Former Socceroo Craig Foster echoed the thoughts of many football fans by tweeting: “Nowhere near enough. Nor targeted to football. Come on @AlboMP. Get serious. Now is your chance to elevate the country through the multicultural game.”
Regardless, FA chief executive James Johnson said the government’s commitment would help break down barriers faced by women and girls in grassroots participation.
The Matildas’ remarkable run to the World Cup semi-finals has helped secure funding for women’s sport, but much more is needed, say the sport’s peak governing bodies.Credit: Getty
“Over the past four weeks we have seen football unite the nation … football in Australia has been fundamentally changed and the expected surge in demand, particularly in female football, has underlined the importance of prioritising community infrastructure as a long-term strategic objective for the entire nation,” he said.
But Johnson, who has previously been critical of the national high-performance funding system, which prioritises sports in which Australia is deemed to be in Olympic medal contention, said FA was seeking further money to improve all national team programs, predominantly the Matildas and Socceroos.
“FIFA World Cups, our Socceroos and Matildas inspire all Australians more than any other major sporting event – it is clear they need to finally be recognised in Australia’s high-performance sport funding framework,” he said.
Sources say FA is increasingly confident that the NSW government will soon commit to funding a long-desired “home of football” in Sydney, which would house the federation’s offices, a national football museum and serve as a training base for the national teams.
Prime Minister Anthony Albanese has launched a $200 million sporting facilities fund.Credit: Alex Ellinghausen
The APL, meanwhile also described the announcement as a positive step, but chief executive Danny Townsend said it was a “major concern” that the A-League Women, the domestic league that plays a vital role in the development of Matildas players, was left out.
The APL has made an ambitious pitch for $12 million in funding to be spent on improving ALW broadcasting, subsidising recent expansion, marquee fixtures and players, and community engagement, which club owners have pledged to match almost dollar for dollar.

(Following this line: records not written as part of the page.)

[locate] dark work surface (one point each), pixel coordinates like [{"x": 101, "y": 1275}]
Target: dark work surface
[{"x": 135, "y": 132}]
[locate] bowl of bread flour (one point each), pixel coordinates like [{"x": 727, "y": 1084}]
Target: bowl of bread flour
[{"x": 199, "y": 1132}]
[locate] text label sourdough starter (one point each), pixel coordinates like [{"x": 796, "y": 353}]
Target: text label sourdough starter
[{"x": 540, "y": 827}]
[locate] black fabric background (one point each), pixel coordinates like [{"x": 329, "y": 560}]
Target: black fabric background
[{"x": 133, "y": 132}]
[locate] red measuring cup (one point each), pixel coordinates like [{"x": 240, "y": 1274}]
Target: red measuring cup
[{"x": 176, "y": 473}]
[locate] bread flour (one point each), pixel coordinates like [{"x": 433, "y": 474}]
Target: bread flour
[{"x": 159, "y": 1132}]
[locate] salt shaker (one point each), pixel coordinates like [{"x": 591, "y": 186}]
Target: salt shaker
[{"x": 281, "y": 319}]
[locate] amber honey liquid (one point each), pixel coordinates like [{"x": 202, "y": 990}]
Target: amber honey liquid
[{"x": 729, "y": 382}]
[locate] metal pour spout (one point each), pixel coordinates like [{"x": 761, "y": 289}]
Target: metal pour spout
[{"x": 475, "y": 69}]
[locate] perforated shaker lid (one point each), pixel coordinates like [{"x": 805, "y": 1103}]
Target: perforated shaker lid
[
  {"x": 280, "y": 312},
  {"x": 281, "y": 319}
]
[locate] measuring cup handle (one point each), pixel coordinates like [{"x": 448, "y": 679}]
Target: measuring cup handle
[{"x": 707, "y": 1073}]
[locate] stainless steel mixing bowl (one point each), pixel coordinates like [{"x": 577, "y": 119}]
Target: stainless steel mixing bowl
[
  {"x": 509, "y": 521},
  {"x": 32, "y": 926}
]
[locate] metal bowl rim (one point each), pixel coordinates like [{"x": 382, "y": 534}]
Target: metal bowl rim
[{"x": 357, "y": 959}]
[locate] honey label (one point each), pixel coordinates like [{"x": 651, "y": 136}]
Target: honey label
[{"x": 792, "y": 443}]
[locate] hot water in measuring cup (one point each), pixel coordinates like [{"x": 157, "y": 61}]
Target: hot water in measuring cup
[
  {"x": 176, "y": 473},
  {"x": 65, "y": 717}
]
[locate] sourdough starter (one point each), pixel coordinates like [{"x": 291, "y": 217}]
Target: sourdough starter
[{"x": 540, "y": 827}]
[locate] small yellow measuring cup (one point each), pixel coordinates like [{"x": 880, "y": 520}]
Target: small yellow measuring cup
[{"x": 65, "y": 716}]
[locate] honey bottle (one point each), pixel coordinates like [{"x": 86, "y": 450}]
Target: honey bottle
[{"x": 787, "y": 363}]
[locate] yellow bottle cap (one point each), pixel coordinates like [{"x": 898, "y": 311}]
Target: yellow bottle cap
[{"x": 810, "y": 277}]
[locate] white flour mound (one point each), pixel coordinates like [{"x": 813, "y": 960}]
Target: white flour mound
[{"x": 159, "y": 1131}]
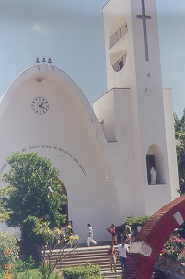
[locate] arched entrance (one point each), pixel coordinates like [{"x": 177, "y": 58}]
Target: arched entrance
[{"x": 153, "y": 236}]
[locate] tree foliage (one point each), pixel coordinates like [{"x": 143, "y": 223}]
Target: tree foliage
[
  {"x": 33, "y": 189},
  {"x": 180, "y": 138}
]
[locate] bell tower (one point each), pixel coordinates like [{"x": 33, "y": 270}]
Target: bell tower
[{"x": 133, "y": 64}]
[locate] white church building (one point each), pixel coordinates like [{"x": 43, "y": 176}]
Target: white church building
[{"x": 117, "y": 158}]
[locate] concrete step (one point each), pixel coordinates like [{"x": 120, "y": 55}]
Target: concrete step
[{"x": 97, "y": 255}]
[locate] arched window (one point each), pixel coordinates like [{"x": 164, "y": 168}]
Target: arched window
[
  {"x": 118, "y": 61},
  {"x": 154, "y": 166}
]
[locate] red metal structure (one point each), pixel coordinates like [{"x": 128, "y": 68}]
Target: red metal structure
[{"x": 154, "y": 234}]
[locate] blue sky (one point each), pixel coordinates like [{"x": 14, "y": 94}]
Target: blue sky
[{"x": 71, "y": 31}]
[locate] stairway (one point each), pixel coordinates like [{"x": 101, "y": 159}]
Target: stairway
[{"x": 97, "y": 255}]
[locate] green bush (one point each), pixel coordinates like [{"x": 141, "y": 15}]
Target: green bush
[
  {"x": 8, "y": 249},
  {"x": 82, "y": 272}
]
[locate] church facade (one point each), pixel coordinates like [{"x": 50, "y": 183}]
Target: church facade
[{"x": 117, "y": 158}]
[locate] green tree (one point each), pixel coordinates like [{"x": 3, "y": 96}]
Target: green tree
[
  {"x": 34, "y": 190},
  {"x": 180, "y": 137}
]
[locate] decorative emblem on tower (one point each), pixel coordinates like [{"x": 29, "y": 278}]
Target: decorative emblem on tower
[{"x": 144, "y": 18}]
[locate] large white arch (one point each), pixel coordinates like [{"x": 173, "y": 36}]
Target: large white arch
[{"x": 69, "y": 134}]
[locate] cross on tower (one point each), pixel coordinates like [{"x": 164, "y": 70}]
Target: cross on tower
[{"x": 144, "y": 18}]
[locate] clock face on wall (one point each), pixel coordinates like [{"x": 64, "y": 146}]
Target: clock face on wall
[{"x": 40, "y": 105}]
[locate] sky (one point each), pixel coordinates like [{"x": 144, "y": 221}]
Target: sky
[{"x": 71, "y": 32}]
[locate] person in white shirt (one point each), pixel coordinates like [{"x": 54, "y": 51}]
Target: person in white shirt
[
  {"x": 123, "y": 249},
  {"x": 90, "y": 238}
]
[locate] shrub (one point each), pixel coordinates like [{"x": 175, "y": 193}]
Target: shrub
[
  {"x": 82, "y": 272},
  {"x": 175, "y": 248},
  {"x": 8, "y": 249},
  {"x": 136, "y": 221}
]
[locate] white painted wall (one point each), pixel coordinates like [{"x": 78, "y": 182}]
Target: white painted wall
[
  {"x": 150, "y": 113},
  {"x": 69, "y": 124}
]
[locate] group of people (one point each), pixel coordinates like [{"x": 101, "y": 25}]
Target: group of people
[{"x": 121, "y": 237}]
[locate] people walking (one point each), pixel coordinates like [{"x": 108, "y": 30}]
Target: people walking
[
  {"x": 113, "y": 257},
  {"x": 123, "y": 249},
  {"x": 112, "y": 231},
  {"x": 90, "y": 238}
]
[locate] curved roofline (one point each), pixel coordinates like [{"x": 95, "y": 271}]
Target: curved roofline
[{"x": 43, "y": 68}]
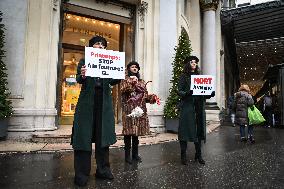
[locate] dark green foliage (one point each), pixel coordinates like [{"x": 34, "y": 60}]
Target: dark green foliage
[
  {"x": 183, "y": 50},
  {"x": 5, "y": 104}
]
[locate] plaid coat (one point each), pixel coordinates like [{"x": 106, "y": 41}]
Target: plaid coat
[{"x": 136, "y": 126}]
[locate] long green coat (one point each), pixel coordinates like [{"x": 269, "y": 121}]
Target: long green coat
[
  {"x": 192, "y": 122},
  {"x": 82, "y": 131}
]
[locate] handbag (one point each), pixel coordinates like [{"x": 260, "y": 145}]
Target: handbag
[{"x": 255, "y": 116}]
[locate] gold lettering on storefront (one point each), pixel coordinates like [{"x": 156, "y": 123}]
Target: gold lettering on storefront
[{"x": 89, "y": 32}]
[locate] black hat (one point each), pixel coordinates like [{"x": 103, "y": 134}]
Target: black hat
[
  {"x": 133, "y": 63},
  {"x": 96, "y": 39},
  {"x": 190, "y": 58}
]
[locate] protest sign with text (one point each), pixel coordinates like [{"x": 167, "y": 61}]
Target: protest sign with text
[
  {"x": 202, "y": 84},
  {"x": 104, "y": 63}
]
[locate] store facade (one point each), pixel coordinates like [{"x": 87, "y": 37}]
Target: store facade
[{"x": 53, "y": 34}]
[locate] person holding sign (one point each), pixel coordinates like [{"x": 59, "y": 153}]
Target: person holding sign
[
  {"x": 192, "y": 122},
  {"x": 93, "y": 122},
  {"x": 135, "y": 121},
  {"x": 243, "y": 100}
]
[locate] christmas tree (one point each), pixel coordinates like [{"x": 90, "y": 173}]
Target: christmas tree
[
  {"x": 5, "y": 105},
  {"x": 183, "y": 50}
]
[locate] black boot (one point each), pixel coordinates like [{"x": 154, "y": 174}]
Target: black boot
[
  {"x": 127, "y": 148},
  {"x": 183, "y": 147},
  {"x": 102, "y": 159},
  {"x": 135, "y": 143},
  {"x": 198, "y": 156},
  {"x": 82, "y": 166}
]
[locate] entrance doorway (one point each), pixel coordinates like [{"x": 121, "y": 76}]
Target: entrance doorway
[{"x": 77, "y": 32}]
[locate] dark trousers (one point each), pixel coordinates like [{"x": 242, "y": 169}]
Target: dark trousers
[
  {"x": 268, "y": 116},
  {"x": 243, "y": 131},
  {"x": 127, "y": 144},
  {"x": 82, "y": 159}
]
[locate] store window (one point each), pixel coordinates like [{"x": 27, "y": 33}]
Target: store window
[{"x": 77, "y": 32}]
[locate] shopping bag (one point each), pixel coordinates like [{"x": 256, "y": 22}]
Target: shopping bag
[{"x": 255, "y": 116}]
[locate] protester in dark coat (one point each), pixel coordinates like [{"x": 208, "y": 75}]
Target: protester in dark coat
[
  {"x": 134, "y": 94},
  {"x": 243, "y": 100},
  {"x": 93, "y": 122},
  {"x": 192, "y": 122}
]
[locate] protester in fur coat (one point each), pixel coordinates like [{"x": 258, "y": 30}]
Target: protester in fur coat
[{"x": 135, "y": 121}]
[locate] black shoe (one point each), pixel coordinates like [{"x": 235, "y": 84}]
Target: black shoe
[
  {"x": 128, "y": 160},
  {"x": 107, "y": 175},
  {"x": 251, "y": 139},
  {"x": 243, "y": 139},
  {"x": 199, "y": 159},
  {"x": 127, "y": 156},
  {"x": 80, "y": 181},
  {"x": 137, "y": 158}
]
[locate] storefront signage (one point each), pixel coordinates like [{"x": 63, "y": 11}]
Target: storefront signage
[
  {"x": 104, "y": 63},
  {"x": 89, "y": 32},
  {"x": 202, "y": 84}
]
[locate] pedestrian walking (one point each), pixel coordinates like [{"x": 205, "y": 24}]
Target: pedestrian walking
[
  {"x": 231, "y": 110},
  {"x": 93, "y": 122},
  {"x": 192, "y": 122},
  {"x": 243, "y": 101},
  {"x": 135, "y": 121},
  {"x": 267, "y": 109}
]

That amount, Townsend said, is just 5 per cent of the $240 million the federal government has committed to a new stadium in Tasmania for a new AFL team.
“Right now, there is no investment return for women’s football and the current private sector investment model is unsustainable,” he said.
“Player development is funded at a loss. Broadcast production is funded at a loss. Match days are funded at a loss. We simply ask the government to match our investment to help underpin the future of the game.
“The girls that play in these facilities dream of playing professionally, of making football a career, of representing their country and of inspiring the next generation. Without sustainable funding, that is not going to be possible … [it] would benefit hundreds of female players, thousands of girls and millions of Australians who have seen what is possible through football this month.”